Hacker News new | ask | show | jobs
by HarHarVeryFunny 753 days ago
There's the KV cache kept from one word to the next, but isn't that just an optimization ?
1 comments

Yes, the 'KV cache' (imo an invented novelty, everyone was doing this before they came up with a term to make it sound cool) is an optimization so that you don't have to recompute what the model was thinking when it was generating all the prior words every time you decode a new word.
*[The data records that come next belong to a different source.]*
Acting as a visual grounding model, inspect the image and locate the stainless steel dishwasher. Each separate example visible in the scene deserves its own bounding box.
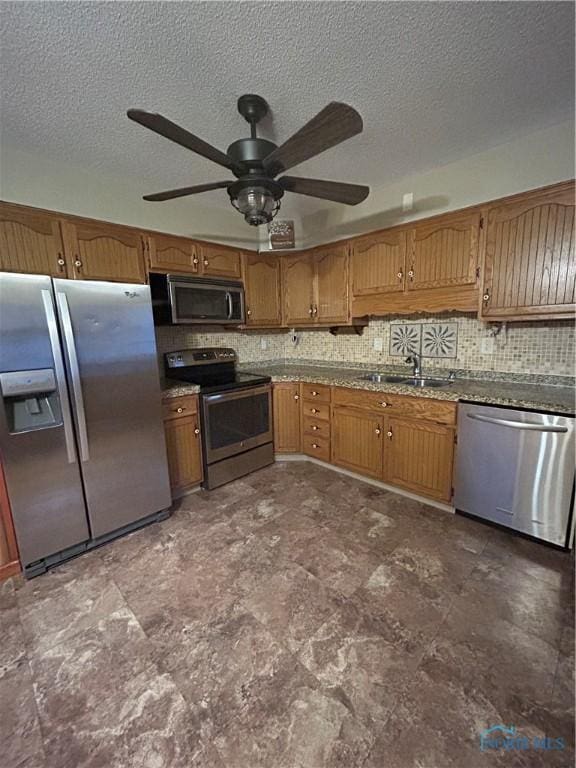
[454,403,574,547]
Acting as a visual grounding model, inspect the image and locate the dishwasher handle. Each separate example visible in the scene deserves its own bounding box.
[466,413,568,432]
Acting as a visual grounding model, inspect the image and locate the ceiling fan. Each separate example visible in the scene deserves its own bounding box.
[128,94,370,226]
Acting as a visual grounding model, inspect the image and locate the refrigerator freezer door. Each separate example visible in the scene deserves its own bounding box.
[54,280,171,538]
[0,273,90,566]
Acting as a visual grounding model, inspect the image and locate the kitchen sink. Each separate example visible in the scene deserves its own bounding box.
[360,373,452,387]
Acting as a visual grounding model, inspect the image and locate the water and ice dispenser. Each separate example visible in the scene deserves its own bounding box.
[0,368,62,434]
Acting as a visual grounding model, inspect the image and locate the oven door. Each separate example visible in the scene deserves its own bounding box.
[202,384,272,464]
[168,278,244,325]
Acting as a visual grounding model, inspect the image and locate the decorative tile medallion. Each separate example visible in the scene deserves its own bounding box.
[422,323,458,358]
[390,323,422,356]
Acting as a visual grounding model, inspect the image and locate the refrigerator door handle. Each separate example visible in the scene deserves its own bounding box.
[466,413,568,433]
[42,289,76,464]
[56,291,90,462]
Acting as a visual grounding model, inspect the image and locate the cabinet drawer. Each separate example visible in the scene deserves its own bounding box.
[302,400,330,420]
[301,384,331,403]
[333,388,457,424]
[162,395,198,419]
[302,416,330,439]
[302,435,330,461]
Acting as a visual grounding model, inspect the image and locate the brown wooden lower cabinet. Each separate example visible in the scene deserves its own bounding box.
[332,406,383,480]
[384,417,454,501]
[163,396,202,497]
[272,382,302,453]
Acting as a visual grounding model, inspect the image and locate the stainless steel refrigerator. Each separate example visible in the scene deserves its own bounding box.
[0,273,171,576]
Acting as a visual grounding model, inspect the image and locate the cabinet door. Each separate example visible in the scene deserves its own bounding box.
[243,253,282,327]
[314,245,350,323]
[0,205,68,277]
[331,407,383,480]
[62,221,146,283]
[384,418,454,501]
[164,414,202,494]
[198,243,241,280]
[272,383,301,453]
[146,235,198,274]
[406,212,480,291]
[282,252,316,326]
[351,229,406,296]
[480,184,576,320]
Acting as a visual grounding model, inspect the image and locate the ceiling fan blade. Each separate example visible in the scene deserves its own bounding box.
[127,109,232,168]
[278,176,370,205]
[264,101,363,175]
[143,181,234,203]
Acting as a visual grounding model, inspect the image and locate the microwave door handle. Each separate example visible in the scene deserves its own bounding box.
[466,413,568,432]
[42,289,76,464]
[56,291,90,461]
But that's exactly what I'm saying - the model has access to what it was thinking when it generated the previous words, it does not start from scratch. If you don't have the KV cache, you still have to regenerate what it was thinking from the previous words so on the next word generation you can look back at what you were thinking from the previous words. Does that make sense? I'm not great at talking about this stuff in words

I don't think you can really say it "regenerates" what it was thinking from the last prompt, since the new prompt is different from the previous one (it has the new word appended to the end, which may change the potential meanings of the sentence).
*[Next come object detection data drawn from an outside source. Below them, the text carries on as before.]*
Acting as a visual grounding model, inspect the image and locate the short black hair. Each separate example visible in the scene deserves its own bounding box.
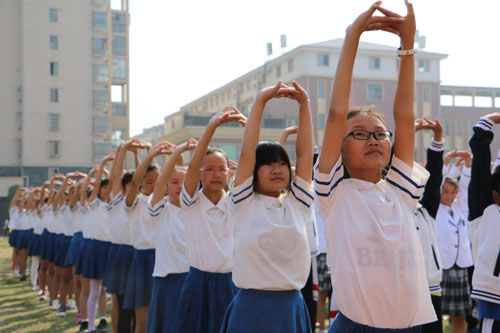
[253,141,292,190]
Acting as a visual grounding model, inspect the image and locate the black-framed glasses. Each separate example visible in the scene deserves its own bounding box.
[344,130,392,140]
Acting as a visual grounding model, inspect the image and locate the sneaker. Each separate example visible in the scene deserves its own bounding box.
[97,318,108,332]
[58,305,66,317]
[79,321,89,332]
[50,299,59,311]
[68,298,76,310]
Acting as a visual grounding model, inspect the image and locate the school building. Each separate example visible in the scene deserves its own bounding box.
[0,0,129,221]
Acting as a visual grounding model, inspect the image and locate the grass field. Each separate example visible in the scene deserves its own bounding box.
[0,237,451,333]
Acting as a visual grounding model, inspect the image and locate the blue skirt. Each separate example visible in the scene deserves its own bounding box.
[174,267,238,333]
[108,244,135,295]
[328,311,421,333]
[123,249,155,309]
[146,273,187,333]
[220,289,311,333]
[102,243,120,294]
[75,238,92,275]
[82,239,111,280]
[54,234,73,267]
[64,232,83,267]
[28,233,42,256]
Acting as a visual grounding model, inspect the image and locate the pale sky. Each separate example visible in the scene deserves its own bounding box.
[129,0,500,136]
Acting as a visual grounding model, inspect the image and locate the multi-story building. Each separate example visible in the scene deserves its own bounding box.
[0,0,129,218]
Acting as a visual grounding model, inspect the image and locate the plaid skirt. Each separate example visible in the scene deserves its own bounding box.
[441,265,472,316]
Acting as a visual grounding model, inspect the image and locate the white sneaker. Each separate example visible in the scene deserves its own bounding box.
[50,299,59,310]
[67,298,76,310]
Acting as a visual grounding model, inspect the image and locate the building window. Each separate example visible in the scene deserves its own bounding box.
[111,13,127,32]
[50,88,59,103]
[49,113,59,131]
[318,54,330,66]
[49,8,59,22]
[49,141,61,158]
[318,81,325,98]
[93,63,109,82]
[92,11,108,30]
[113,104,127,117]
[418,60,429,72]
[92,115,109,134]
[424,86,431,102]
[92,37,108,56]
[368,83,382,101]
[50,62,59,76]
[113,36,127,56]
[50,35,59,50]
[369,57,380,69]
[93,89,109,109]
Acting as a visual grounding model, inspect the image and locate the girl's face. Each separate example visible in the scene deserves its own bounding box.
[342,115,391,174]
[200,152,231,192]
[256,161,290,197]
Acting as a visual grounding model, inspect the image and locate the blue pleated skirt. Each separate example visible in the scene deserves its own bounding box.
[54,234,73,267]
[123,249,155,309]
[146,273,187,333]
[64,232,83,267]
[28,233,42,256]
[82,239,111,280]
[109,244,135,295]
[102,243,120,294]
[174,267,238,333]
[328,311,421,333]
[75,238,92,276]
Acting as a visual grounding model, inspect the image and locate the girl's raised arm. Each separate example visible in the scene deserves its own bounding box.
[184,106,246,196]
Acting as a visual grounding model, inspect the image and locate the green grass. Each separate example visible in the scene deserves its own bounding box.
[0,237,111,333]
There will be some overlap in what the model is now "thinking" (and has calculated from scratch) since the new prompt is one possible continuation of the previous one, but other things it was previously "thinking" will no longer be there.
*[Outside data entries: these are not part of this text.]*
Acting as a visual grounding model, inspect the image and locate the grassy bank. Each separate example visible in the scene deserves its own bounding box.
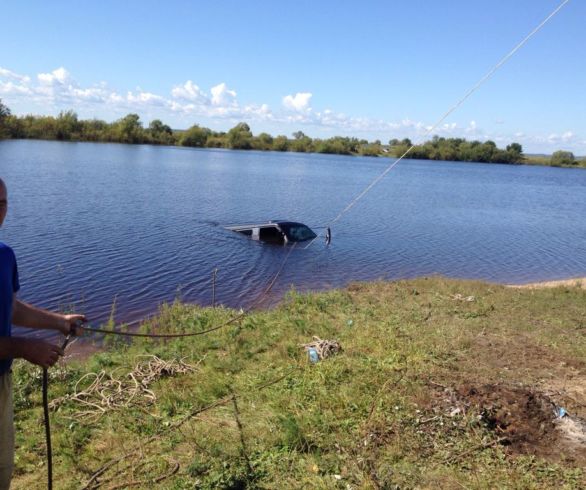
[9,278,586,489]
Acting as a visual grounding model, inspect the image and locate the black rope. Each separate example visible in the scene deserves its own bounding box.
[43,368,53,490]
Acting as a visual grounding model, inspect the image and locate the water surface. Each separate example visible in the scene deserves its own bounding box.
[0,141,586,332]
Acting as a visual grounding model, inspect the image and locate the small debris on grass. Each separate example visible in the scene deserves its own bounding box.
[301,336,342,363]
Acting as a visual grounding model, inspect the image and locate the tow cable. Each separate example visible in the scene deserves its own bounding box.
[43,334,71,490]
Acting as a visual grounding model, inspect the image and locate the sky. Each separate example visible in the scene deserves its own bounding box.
[0,0,586,156]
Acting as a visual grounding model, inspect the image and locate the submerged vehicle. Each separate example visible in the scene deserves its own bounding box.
[224,221,317,244]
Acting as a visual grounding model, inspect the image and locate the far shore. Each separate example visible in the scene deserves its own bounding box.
[509,277,586,289]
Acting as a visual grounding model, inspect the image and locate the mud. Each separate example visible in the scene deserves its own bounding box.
[428,383,586,466]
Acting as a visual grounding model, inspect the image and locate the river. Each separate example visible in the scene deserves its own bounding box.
[0,140,586,332]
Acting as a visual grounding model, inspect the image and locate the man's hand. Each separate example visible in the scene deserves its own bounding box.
[21,339,63,368]
[58,315,86,336]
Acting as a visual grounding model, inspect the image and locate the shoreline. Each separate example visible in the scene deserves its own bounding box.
[507,277,586,289]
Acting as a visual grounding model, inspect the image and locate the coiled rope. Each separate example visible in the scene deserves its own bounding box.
[38,0,570,490]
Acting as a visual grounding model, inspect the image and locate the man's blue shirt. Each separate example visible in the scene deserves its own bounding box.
[0,242,20,374]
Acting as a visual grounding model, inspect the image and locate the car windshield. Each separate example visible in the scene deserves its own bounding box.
[280,223,317,242]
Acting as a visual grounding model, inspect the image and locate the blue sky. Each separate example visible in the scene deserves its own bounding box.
[0,0,586,155]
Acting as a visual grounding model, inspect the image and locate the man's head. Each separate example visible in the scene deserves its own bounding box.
[0,179,8,226]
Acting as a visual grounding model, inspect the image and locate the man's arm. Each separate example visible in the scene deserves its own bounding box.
[12,295,85,335]
[0,337,63,368]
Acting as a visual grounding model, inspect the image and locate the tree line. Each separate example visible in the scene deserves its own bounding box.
[0,99,586,167]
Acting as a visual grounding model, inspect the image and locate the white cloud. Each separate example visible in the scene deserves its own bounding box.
[283,92,313,112]
[0,66,31,83]
[171,80,210,104]
[0,67,586,153]
[211,83,236,106]
[37,67,71,85]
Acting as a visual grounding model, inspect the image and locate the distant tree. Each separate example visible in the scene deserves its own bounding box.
[0,99,11,120]
[252,133,273,151]
[273,135,289,151]
[550,150,578,167]
[179,124,212,148]
[0,99,11,139]
[506,143,524,163]
[55,111,83,141]
[114,114,144,143]
[148,119,173,135]
[289,131,313,153]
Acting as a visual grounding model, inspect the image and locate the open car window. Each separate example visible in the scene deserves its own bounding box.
[281,223,317,242]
e.g. Say the prompt was "the man", and output probabilities include "in" and "ran", reflecting the model thinking of potential continuations such as "the man in the corner" and "the man ran for mayor". Suppose the word sampled was "ran", so now the new prompt is "the man ran". Possible continuations can no longer include refining who the subject is, since the new word "ran" implies the continuation must now be an action.

There is some work that has been saved, per the KV cache, in processing the new prompt, but that is only things (self attention among the common part of the two prompts) that would not change if recalculated. What the model is thinking has changed, and will continue to change depending on the next sampled continuation ("the man ran for mayor", "the man ran for cover", "the man ran his bath", etc).